One of the things I remember from the beery haze of university fresher’s week was the one question we all asked each other in common. The three Ws: what’s your name, what course are you doing, and where do you come from? The memorable thing about this was, when directed at one of the American oversees students, they would happily tell you about their hometown with such genuine pride and affection that you wondered why they ever left. In contrast, almost everyone from elsewhere in the UK would respond: “Yeah, I’m from (wherever). What a shithole.”
                There’s a bit of this attitude in Mark Steel’s collection of essays based around visits to a diverse range of towns and cities across the UK, but it is easily trumped by the local pride and affinity amongst the people he meets, even when that pride is directed towards a concrete hippo in a shopping centre in Walsall. It’s based on his Radio Four show of the same name, which is recorded in venues such as church halls in the town in question, with an interactive audience of locals (hearing him goad West Cumbrians about ‘jam eaters’ was particularly amusing, for example). Obviously without the audience involvement, the format of the essays is slightly different, with more time for Steel to explore and reflect on different points.

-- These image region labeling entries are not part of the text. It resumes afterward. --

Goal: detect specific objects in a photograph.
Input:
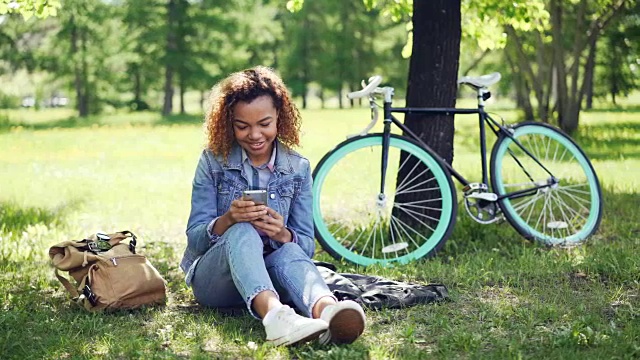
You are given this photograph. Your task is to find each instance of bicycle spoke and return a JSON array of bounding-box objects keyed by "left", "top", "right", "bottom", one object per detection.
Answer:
[
  {"left": 393, "top": 204, "right": 439, "bottom": 225},
  {"left": 394, "top": 217, "right": 428, "bottom": 248},
  {"left": 491, "top": 123, "right": 601, "bottom": 244},
  {"left": 392, "top": 202, "right": 442, "bottom": 212}
]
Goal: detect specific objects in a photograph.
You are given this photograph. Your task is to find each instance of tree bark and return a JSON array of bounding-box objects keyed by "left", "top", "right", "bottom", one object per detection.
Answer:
[
  {"left": 162, "top": 0, "right": 178, "bottom": 116},
  {"left": 69, "top": 15, "right": 89, "bottom": 117},
  {"left": 405, "top": 0, "right": 461, "bottom": 164},
  {"left": 394, "top": 0, "right": 461, "bottom": 229}
]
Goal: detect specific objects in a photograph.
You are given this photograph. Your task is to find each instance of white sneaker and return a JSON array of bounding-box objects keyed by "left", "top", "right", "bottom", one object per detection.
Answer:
[
  {"left": 319, "top": 300, "right": 365, "bottom": 345},
  {"left": 262, "top": 305, "right": 328, "bottom": 346}
]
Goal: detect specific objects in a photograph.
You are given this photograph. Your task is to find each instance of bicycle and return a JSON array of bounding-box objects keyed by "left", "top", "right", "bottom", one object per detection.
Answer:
[{"left": 312, "top": 73, "right": 602, "bottom": 266}]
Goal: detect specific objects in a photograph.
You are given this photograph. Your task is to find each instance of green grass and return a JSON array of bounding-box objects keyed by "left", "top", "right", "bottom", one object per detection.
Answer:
[{"left": 0, "top": 103, "right": 640, "bottom": 359}]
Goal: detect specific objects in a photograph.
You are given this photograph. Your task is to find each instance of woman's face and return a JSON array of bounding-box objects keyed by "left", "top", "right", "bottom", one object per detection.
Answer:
[{"left": 231, "top": 95, "right": 278, "bottom": 166}]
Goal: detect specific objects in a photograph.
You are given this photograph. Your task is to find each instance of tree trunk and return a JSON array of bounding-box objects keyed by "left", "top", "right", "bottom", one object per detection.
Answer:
[
  {"left": 394, "top": 0, "right": 461, "bottom": 229},
  {"left": 69, "top": 15, "right": 89, "bottom": 117},
  {"left": 180, "top": 75, "right": 187, "bottom": 115},
  {"left": 578, "top": 36, "right": 598, "bottom": 109},
  {"left": 550, "top": 0, "right": 569, "bottom": 130},
  {"left": 505, "top": 49, "right": 535, "bottom": 120},
  {"left": 162, "top": 0, "right": 178, "bottom": 116},
  {"left": 405, "top": 0, "right": 461, "bottom": 164}
]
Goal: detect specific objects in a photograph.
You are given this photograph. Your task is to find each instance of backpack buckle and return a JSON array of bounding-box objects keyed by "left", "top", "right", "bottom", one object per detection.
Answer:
[{"left": 82, "top": 285, "right": 98, "bottom": 306}]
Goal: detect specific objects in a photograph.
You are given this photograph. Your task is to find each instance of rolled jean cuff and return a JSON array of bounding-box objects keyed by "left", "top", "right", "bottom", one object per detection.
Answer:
[
  {"left": 307, "top": 293, "right": 338, "bottom": 318},
  {"left": 247, "top": 285, "right": 280, "bottom": 320}
]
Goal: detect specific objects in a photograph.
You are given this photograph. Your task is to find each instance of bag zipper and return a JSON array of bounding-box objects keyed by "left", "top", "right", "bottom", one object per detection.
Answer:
[{"left": 109, "top": 254, "right": 144, "bottom": 266}]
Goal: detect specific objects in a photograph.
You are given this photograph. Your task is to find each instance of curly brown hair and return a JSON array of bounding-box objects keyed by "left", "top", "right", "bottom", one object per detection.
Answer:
[{"left": 204, "top": 66, "right": 301, "bottom": 159}]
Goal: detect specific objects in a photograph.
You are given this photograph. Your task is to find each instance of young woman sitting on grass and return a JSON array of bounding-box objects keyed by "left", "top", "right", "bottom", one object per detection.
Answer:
[{"left": 180, "top": 66, "right": 365, "bottom": 345}]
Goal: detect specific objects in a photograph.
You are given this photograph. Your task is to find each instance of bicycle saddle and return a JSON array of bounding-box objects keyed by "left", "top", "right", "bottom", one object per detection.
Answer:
[{"left": 458, "top": 72, "right": 502, "bottom": 89}]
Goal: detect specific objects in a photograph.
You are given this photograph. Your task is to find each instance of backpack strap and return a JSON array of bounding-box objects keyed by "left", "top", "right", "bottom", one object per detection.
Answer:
[{"left": 53, "top": 269, "right": 80, "bottom": 301}]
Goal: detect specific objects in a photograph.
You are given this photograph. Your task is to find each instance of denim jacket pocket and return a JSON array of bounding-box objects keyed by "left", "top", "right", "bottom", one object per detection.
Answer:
[
  {"left": 217, "top": 177, "right": 242, "bottom": 215},
  {"left": 277, "top": 181, "right": 296, "bottom": 219}
]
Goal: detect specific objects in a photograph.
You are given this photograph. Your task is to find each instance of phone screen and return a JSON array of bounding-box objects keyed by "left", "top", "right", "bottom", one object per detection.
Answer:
[{"left": 242, "top": 190, "right": 267, "bottom": 205}]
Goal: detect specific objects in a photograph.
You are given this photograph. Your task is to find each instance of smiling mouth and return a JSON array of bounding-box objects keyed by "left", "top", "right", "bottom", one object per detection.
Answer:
[{"left": 249, "top": 141, "right": 264, "bottom": 149}]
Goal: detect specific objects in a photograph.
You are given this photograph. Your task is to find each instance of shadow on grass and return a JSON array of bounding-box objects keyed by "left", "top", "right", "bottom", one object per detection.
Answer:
[
  {"left": 575, "top": 122, "right": 640, "bottom": 160},
  {"left": 0, "top": 113, "right": 203, "bottom": 133},
  {"left": 0, "top": 202, "right": 72, "bottom": 233}
]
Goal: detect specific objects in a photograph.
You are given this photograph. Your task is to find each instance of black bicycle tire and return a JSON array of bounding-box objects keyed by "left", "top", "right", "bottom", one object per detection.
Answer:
[
  {"left": 312, "top": 133, "right": 458, "bottom": 265},
  {"left": 490, "top": 121, "right": 603, "bottom": 242}
]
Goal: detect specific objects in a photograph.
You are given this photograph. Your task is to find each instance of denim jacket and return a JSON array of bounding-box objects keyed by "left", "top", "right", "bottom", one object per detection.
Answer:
[{"left": 180, "top": 141, "right": 315, "bottom": 284}]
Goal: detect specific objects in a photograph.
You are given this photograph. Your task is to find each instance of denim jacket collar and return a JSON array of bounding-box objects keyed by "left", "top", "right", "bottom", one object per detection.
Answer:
[{"left": 222, "top": 139, "right": 293, "bottom": 174}]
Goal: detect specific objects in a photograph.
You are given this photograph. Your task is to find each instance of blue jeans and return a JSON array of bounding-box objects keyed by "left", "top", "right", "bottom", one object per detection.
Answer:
[{"left": 191, "top": 223, "right": 333, "bottom": 318}]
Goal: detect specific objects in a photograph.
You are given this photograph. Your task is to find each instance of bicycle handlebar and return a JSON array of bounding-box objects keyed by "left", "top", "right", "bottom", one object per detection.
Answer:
[{"left": 347, "top": 75, "right": 382, "bottom": 99}]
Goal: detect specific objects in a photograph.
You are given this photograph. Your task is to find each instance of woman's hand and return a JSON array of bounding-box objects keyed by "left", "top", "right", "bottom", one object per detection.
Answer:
[
  {"left": 251, "top": 208, "right": 291, "bottom": 243},
  {"left": 225, "top": 199, "right": 267, "bottom": 224}
]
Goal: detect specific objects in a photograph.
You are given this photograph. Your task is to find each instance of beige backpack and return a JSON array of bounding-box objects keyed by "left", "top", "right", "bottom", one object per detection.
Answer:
[{"left": 49, "top": 231, "right": 166, "bottom": 311}]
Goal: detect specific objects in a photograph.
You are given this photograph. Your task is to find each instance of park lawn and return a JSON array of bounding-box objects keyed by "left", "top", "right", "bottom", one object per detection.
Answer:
[{"left": 0, "top": 108, "right": 640, "bottom": 359}]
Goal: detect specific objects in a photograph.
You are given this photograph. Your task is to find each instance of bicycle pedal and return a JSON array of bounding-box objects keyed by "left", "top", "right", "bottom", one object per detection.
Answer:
[
  {"left": 462, "top": 183, "right": 489, "bottom": 195},
  {"left": 465, "top": 193, "right": 498, "bottom": 202}
]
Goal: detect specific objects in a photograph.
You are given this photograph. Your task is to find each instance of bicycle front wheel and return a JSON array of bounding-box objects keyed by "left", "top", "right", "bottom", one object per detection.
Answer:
[
  {"left": 491, "top": 122, "right": 602, "bottom": 245},
  {"left": 313, "top": 134, "right": 457, "bottom": 266}
]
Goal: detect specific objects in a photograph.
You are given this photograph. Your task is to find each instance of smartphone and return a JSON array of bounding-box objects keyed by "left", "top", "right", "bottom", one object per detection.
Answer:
[{"left": 242, "top": 190, "right": 267, "bottom": 205}]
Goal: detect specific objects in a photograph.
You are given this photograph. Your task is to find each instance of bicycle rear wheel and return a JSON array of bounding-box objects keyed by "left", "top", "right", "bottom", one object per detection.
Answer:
[
  {"left": 491, "top": 122, "right": 602, "bottom": 245},
  {"left": 313, "top": 134, "right": 457, "bottom": 266}
]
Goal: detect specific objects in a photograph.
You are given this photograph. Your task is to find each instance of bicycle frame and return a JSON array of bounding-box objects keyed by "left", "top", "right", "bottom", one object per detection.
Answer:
[{"left": 380, "top": 98, "right": 555, "bottom": 200}]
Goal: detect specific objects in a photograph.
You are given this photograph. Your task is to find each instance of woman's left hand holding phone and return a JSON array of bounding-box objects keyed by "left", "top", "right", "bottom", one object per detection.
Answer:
[{"left": 213, "top": 199, "right": 267, "bottom": 235}]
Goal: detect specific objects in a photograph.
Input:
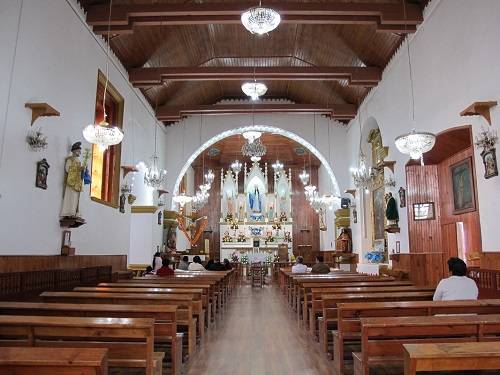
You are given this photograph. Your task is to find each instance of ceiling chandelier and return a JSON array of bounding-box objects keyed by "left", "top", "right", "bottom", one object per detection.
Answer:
[
  {"left": 271, "top": 159, "right": 284, "bottom": 175},
  {"left": 241, "top": 82, "right": 267, "bottom": 100},
  {"left": 241, "top": 2, "right": 281, "bottom": 35},
  {"left": 241, "top": 138, "right": 267, "bottom": 162},
  {"left": 172, "top": 193, "right": 193, "bottom": 208},
  {"left": 231, "top": 159, "right": 243, "bottom": 175},
  {"left": 395, "top": 129, "right": 436, "bottom": 160},
  {"left": 395, "top": 2, "right": 436, "bottom": 165},
  {"left": 299, "top": 168, "right": 309, "bottom": 186},
  {"left": 82, "top": 0, "right": 123, "bottom": 152}
]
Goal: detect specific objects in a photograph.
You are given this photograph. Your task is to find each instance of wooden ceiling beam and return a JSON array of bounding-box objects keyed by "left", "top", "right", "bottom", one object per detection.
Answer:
[
  {"left": 129, "top": 66, "right": 382, "bottom": 87},
  {"left": 87, "top": 3, "right": 423, "bottom": 34},
  {"left": 156, "top": 103, "right": 357, "bottom": 122}
]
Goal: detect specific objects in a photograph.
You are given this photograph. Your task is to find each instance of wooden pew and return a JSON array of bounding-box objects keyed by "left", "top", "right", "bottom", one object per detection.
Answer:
[
  {"left": 331, "top": 299, "right": 500, "bottom": 374},
  {"left": 308, "top": 285, "right": 434, "bottom": 344},
  {"left": 73, "top": 287, "right": 205, "bottom": 340},
  {"left": 124, "top": 276, "right": 223, "bottom": 319},
  {"left": 0, "top": 347, "right": 108, "bottom": 375},
  {"left": 290, "top": 273, "right": 394, "bottom": 316},
  {"left": 104, "top": 280, "right": 215, "bottom": 326},
  {"left": 0, "top": 315, "right": 163, "bottom": 375},
  {"left": 40, "top": 292, "right": 197, "bottom": 357},
  {"left": 353, "top": 315, "right": 500, "bottom": 375},
  {"left": 0, "top": 302, "right": 182, "bottom": 374},
  {"left": 403, "top": 341, "right": 500, "bottom": 375},
  {"left": 318, "top": 291, "right": 434, "bottom": 352},
  {"left": 298, "top": 279, "right": 413, "bottom": 329}
]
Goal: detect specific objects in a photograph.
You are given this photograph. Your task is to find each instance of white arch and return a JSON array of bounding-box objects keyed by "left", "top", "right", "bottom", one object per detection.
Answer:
[{"left": 171, "top": 125, "right": 340, "bottom": 210}]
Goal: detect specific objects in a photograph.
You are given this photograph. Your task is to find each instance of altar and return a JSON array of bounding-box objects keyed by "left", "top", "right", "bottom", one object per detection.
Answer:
[{"left": 219, "top": 161, "right": 293, "bottom": 263}]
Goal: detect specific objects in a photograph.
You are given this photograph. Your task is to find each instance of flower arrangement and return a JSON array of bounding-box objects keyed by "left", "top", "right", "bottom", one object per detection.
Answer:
[
  {"left": 237, "top": 232, "right": 247, "bottom": 242},
  {"left": 26, "top": 129, "right": 49, "bottom": 151},
  {"left": 240, "top": 254, "right": 250, "bottom": 266},
  {"left": 266, "top": 254, "right": 274, "bottom": 265},
  {"left": 474, "top": 128, "right": 498, "bottom": 151},
  {"left": 231, "top": 251, "right": 240, "bottom": 263},
  {"left": 365, "top": 251, "right": 384, "bottom": 263}
]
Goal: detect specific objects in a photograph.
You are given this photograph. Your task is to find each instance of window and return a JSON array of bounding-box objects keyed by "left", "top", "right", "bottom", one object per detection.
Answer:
[{"left": 90, "top": 71, "right": 124, "bottom": 208}]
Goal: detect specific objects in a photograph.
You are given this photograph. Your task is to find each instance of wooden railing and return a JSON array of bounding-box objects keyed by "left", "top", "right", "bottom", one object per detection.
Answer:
[{"left": 468, "top": 268, "right": 500, "bottom": 298}]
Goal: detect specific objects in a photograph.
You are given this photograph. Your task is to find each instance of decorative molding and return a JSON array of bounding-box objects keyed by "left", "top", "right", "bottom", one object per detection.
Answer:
[
  {"left": 24, "top": 103, "right": 61, "bottom": 126},
  {"left": 460, "top": 101, "right": 497, "bottom": 125},
  {"left": 121, "top": 165, "right": 138, "bottom": 178},
  {"left": 130, "top": 206, "right": 158, "bottom": 214}
]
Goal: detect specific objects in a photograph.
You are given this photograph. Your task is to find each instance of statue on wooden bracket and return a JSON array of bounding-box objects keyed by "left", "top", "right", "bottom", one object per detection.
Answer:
[{"left": 59, "top": 142, "right": 86, "bottom": 228}]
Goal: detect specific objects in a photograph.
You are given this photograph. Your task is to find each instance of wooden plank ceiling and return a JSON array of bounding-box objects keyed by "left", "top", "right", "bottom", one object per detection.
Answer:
[{"left": 80, "top": 0, "right": 428, "bottom": 123}]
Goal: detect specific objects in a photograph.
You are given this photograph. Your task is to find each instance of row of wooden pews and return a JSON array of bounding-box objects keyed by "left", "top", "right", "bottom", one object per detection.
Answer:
[
  {"left": 279, "top": 268, "right": 500, "bottom": 375},
  {"left": 0, "top": 271, "right": 237, "bottom": 375}
]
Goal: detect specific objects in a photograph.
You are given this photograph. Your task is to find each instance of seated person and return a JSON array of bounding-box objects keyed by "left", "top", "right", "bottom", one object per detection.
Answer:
[
  {"left": 144, "top": 266, "right": 154, "bottom": 275},
  {"left": 433, "top": 258, "right": 479, "bottom": 301},
  {"left": 292, "top": 256, "right": 306, "bottom": 273},
  {"left": 156, "top": 258, "right": 174, "bottom": 276},
  {"left": 188, "top": 255, "right": 205, "bottom": 271},
  {"left": 177, "top": 255, "right": 189, "bottom": 271},
  {"left": 311, "top": 255, "right": 330, "bottom": 274},
  {"left": 210, "top": 259, "right": 226, "bottom": 271}
]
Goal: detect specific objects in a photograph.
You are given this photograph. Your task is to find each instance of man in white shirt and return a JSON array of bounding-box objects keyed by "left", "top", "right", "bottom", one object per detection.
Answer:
[
  {"left": 433, "top": 258, "right": 479, "bottom": 301},
  {"left": 292, "top": 256, "right": 307, "bottom": 273},
  {"left": 188, "top": 255, "right": 205, "bottom": 271}
]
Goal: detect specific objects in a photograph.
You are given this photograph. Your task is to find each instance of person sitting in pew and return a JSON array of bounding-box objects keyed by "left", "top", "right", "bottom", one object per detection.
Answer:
[
  {"left": 156, "top": 258, "right": 174, "bottom": 276},
  {"left": 292, "top": 256, "right": 306, "bottom": 273},
  {"left": 311, "top": 255, "right": 330, "bottom": 274},
  {"left": 177, "top": 255, "right": 189, "bottom": 271},
  {"left": 188, "top": 255, "right": 205, "bottom": 271},
  {"left": 224, "top": 258, "right": 233, "bottom": 271},
  {"left": 433, "top": 258, "right": 479, "bottom": 301}
]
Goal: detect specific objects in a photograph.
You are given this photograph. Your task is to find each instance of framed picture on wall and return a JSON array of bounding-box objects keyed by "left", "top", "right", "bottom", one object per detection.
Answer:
[
  {"left": 413, "top": 202, "right": 436, "bottom": 220},
  {"left": 450, "top": 157, "right": 476, "bottom": 215}
]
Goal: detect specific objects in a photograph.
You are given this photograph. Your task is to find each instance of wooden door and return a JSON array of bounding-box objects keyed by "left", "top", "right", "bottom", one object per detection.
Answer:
[{"left": 441, "top": 223, "right": 458, "bottom": 275}]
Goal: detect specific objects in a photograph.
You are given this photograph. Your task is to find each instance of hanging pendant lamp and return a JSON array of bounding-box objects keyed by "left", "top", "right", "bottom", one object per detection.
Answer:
[
  {"left": 82, "top": 0, "right": 123, "bottom": 152},
  {"left": 394, "top": 1, "right": 436, "bottom": 165}
]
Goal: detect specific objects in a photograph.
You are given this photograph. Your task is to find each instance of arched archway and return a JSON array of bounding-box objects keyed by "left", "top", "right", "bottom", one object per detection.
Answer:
[{"left": 171, "top": 125, "right": 340, "bottom": 210}]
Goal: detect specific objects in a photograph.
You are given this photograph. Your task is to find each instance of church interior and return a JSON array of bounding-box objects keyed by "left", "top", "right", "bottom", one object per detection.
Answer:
[{"left": 0, "top": 0, "right": 500, "bottom": 375}]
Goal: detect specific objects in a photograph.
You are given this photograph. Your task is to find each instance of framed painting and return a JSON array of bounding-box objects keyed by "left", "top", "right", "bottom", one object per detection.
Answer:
[
  {"left": 450, "top": 158, "right": 476, "bottom": 215},
  {"left": 413, "top": 202, "right": 436, "bottom": 220}
]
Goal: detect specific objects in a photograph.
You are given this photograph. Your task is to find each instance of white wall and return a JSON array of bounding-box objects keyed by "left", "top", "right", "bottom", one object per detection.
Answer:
[
  {"left": 0, "top": 0, "right": 166, "bottom": 255},
  {"left": 348, "top": 0, "right": 500, "bottom": 251},
  {"left": 166, "top": 114, "right": 348, "bottom": 249}
]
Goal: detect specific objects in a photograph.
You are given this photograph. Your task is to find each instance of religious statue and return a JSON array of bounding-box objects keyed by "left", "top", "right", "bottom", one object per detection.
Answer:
[
  {"left": 335, "top": 228, "right": 352, "bottom": 253},
  {"left": 267, "top": 204, "right": 274, "bottom": 221},
  {"left": 61, "top": 142, "right": 86, "bottom": 227},
  {"left": 248, "top": 186, "right": 262, "bottom": 213},
  {"left": 385, "top": 193, "right": 399, "bottom": 227}
]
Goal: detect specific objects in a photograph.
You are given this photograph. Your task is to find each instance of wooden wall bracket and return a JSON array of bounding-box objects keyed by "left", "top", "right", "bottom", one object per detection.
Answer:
[
  {"left": 24, "top": 103, "right": 61, "bottom": 126},
  {"left": 157, "top": 189, "right": 168, "bottom": 199},
  {"left": 460, "top": 101, "right": 498, "bottom": 125},
  {"left": 344, "top": 189, "right": 356, "bottom": 199},
  {"left": 121, "top": 165, "right": 138, "bottom": 178}
]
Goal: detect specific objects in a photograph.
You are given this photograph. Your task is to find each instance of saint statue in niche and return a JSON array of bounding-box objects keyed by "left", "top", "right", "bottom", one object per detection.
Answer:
[
  {"left": 61, "top": 142, "right": 85, "bottom": 218},
  {"left": 248, "top": 186, "right": 262, "bottom": 213}
]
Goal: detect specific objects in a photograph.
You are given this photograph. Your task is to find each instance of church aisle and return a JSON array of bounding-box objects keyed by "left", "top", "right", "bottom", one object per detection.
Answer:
[{"left": 186, "top": 285, "right": 333, "bottom": 375}]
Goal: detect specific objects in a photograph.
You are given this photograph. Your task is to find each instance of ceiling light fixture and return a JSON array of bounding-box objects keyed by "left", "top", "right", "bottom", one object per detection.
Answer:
[
  {"left": 82, "top": 0, "right": 123, "bottom": 152},
  {"left": 395, "top": 1, "right": 436, "bottom": 165},
  {"left": 241, "top": 2, "right": 281, "bottom": 35},
  {"left": 241, "top": 82, "right": 267, "bottom": 100}
]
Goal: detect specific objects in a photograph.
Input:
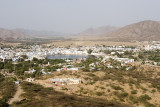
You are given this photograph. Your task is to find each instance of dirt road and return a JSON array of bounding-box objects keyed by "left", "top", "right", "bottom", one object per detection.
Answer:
[{"left": 8, "top": 85, "right": 23, "bottom": 104}]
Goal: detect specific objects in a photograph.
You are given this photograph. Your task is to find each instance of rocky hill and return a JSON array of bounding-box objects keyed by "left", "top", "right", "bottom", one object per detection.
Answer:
[
  {"left": 105, "top": 20, "right": 160, "bottom": 41},
  {"left": 78, "top": 26, "right": 118, "bottom": 36}
]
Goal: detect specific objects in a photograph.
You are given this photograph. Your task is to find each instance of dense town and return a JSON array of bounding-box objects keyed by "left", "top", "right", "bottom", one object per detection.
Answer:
[{"left": 0, "top": 42, "right": 160, "bottom": 106}]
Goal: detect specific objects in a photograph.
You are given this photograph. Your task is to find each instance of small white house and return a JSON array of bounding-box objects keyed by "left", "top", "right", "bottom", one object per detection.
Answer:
[{"left": 27, "top": 77, "right": 34, "bottom": 82}]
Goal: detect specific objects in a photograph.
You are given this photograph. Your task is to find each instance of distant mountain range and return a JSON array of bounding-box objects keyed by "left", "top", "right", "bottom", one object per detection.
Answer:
[
  {"left": 0, "top": 20, "right": 160, "bottom": 41},
  {"left": 105, "top": 20, "right": 160, "bottom": 41},
  {"left": 0, "top": 28, "right": 28, "bottom": 40},
  {"left": 15, "top": 29, "right": 65, "bottom": 36},
  {"left": 78, "top": 26, "right": 118, "bottom": 36}
]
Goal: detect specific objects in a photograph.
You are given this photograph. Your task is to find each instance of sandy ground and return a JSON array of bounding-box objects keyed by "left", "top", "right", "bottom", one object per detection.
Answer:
[{"left": 8, "top": 85, "right": 23, "bottom": 104}]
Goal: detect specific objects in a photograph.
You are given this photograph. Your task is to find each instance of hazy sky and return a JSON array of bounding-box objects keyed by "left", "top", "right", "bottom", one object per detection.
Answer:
[{"left": 0, "top": 0, "right": 160, "bottom": 33}]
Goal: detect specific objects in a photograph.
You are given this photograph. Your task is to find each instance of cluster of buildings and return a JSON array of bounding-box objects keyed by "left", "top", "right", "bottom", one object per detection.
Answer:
[{"left": 50, "top": 78, "right": 81, "bottom": 85}]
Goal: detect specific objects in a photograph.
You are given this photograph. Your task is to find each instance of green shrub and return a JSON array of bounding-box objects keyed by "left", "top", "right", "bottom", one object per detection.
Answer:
[
  {"left": 111, "top": 85, "right": 123, "bottom": 90},
  {"left": 96, "top": 92, "right": 104, "bottom": 96},
  {"left": 131, "top": 90, "right": 137, "bottom": 94}
]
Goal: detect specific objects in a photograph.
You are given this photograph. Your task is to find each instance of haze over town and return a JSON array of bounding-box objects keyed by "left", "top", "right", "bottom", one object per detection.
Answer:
[
  {"left": 0, "top": 0, "right": 160, "bottom": 107},
  {"left": 0, "top": 0, "right": 160, "bottom": 34}
]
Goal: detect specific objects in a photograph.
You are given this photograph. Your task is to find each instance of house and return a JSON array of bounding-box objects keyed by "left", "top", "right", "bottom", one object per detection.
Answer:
[
  {"left": 51, "top": 78, "right": 81, "bottom": 85},
  {"left": 25, "top": 69, "right": 36, "bottom": 74},
  {"left": 27, "top": 77, "right": 34, "bottom": 82}
]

                The towns he visits are suitably diverse: from the relatively touristy (Norwich, Edinburgh) to the formerly industrial (Wigan, Gateshead) to the extremely remote (Orkney, Portland) with a bit of suburbia thrown in too (Surrey, Kent). How much I enjoyed each essay seemed to correlate with the extent to which Steel enjoyed visiting the place, even if the enjoyment is gained less from the location and more from the ennui of the locals (‘there’s nothing to do except kick the seagulls’ as one resident said of Dumfries). Elsewhere, any wit seems to be tempered by the fact that he clearly wasn’t comfortable there. In Andersonstown, the ‘troubles’ are still too close to the surface for comfort; whilst he finds Yorkshire, with its famously tactless and straight-talking inhabitants, “complex and contradictory.”
                Some places which I have lived close to and spent time in appear, such as Birmingham. “I’m not sure why Birmingham is so disliked, but it is” he begins. I could certainly identify with its impenetrably confusing road network – I’m not the only one, apparently, who has attempted to navigate my way around it and experienced the disturbing, unique to Birmingham experience of seeing the building I’m aiming for from the car, with no idea how to actually get to it from the elevated motorway. From above, Birmingham looks something like “a Scalectrix course after the dog’s sat on it”, and I’m sure he must be right. This – along with the mish-mash of half-baked planning fads that have given the city a dislocating, disjointed feel – may seem fairly self-evident. But unlike many other commentators, he also finds time to praise its sense of community and identity, which others insist don’t exist.
                At the other end of the scale, I still haven’t got any desire to actually visit the depressed former steelworks town of Merthyr Tydfil in Wales, but Steel’s take on it is more uplifting that you would imagine. Amid the derelict industries and endemic unemployment, Steel notes that the town “can’t just be a shithole, else everyone would have left.” He discovers a dominant attitude of determination to pull through bad times together, a kind of hardened jolliness, that is both affecting and uplifting.
                Despite the obvious similarities, In Town isn’t really some kind of Notes From A Small Island for the 21st Century. This has more of an agenda about what’s wrong with – and right with – our country.  I particularly identify with the theme that unifies most of the essays: that despite corporate uniformity and the trend towards ‘clone towns’ with identikit high streets and chain pubs, these places still retain their own sense of identity, customs and quirks, almost in defiance to the onslaught of Tesco Metros and out of town shopping centres. But equally importantly, he argues, this IS a problem. Steel may be approaching this from an unashamedly left wing perspective, but you don’t have to be of this persuasion to agree that the increasing tendency of our town centres to look exactly alike is a bit depressing. After all, why would anyone (least of all the likes of Bill Bryson, or Lonely Planet et al) want to spend their time travelling around a country in which every town is almost exactly the same as the last one?